Common Misconceptions about New York Personal Injury Cases, Part III: “I Slipped (or Tripped) and Fell in the (Parking Lot, Store Aisle . . . Wherever) and Was Injured, So I Must Have a Good Case Against the Owner of (the Parking Lot, Store, etc.).”

Thumbnail image for Thumbnail image for banana peel.jpgLet’s clear this up from the get-go: The owner of the property where you slipped or tripped and fell is NOT AUTOMATICALLY liable for your fall and resulting injuries. As the plaintiff in a New York premises liability lawsuit, you have the burden of proving that the owner of the property maintained the property in an UNREASONABLY UNSAFE CONDITION.

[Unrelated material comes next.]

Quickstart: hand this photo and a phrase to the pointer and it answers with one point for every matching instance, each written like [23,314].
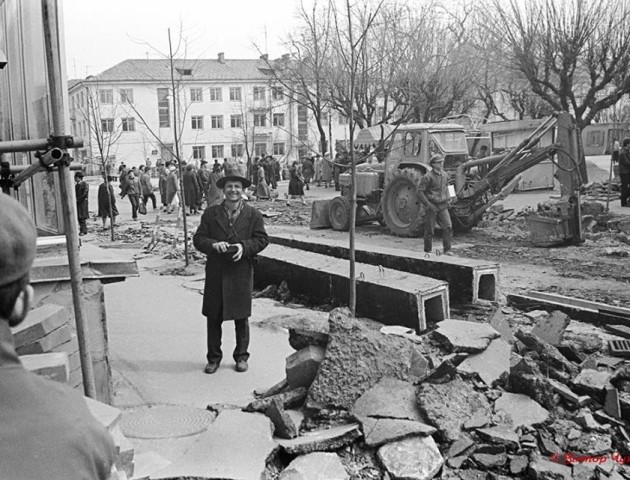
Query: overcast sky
[101,33]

Ok, what does THAT mean? Several things: First, you have to show that the owner could have done something to avoid your getting injured on his property. And the owner had to have time to do it. Let’s take a supermarket, for example. Sure, the supermarket makes a lot of money. But it is not God. It cannot predict that another shopper is going to drop a jar of apple sauce in the “fruits and vegetable” aisle 2 minutes before you happen to stroll down looking for a can of kidney beans. So when you slip and fall on the apple sauce, no jury on God’s earth is going to hold the supermarket liable. In fact, they might find it is your entire fault for not watching where you are going.

On the other hand, if you can somehow prove that the smashed apple-sauce jar was lying there for an hour, a jury is likely to be on your side. With all that money the supermarket is making, it sure ought to have a few employees meandering up and down those aisles every half-an-hour or so looking for customer spills.

Same goes for parking lots. If a sudden freeze in temperatures causes black ice to form, how can you expect them to have time to (1) notice the slippery condition and (2) salt the parking lot? That takes some time, doesn’t it? That’s why, if the ice was very recently formed, you don’t. have a prayerr at trial. On the other hand, if the black ice was there for an hour or so during business hours, you’ve got a chance at trial. Why didn’t they get out there and salt during that hour?! It’s really that simple.

One more thing: If the owner (or its employees) actually CREATED the hazard you tripped or slipped on, you will have an easier time in court. That’s because if they created the danger they obviously don’t need time to notice it. They should have noticed it as soon as they created it! Supermarket example: If they mopped the floors with dirty, greasy water, leaving a film of grease on the floor that caused you to slip and fall, the supermarket is liable. It was negligence from the get-go. They should have used clean, soapy water, and since they created the hazard, they should have noticed it right away.

Bottom line: You don’t necessarily have a good slip-and-fall case or trip-and-fall case just because you slipped or tripped and fell on somebody’s property. You still have to show the property owner was somehow negligent.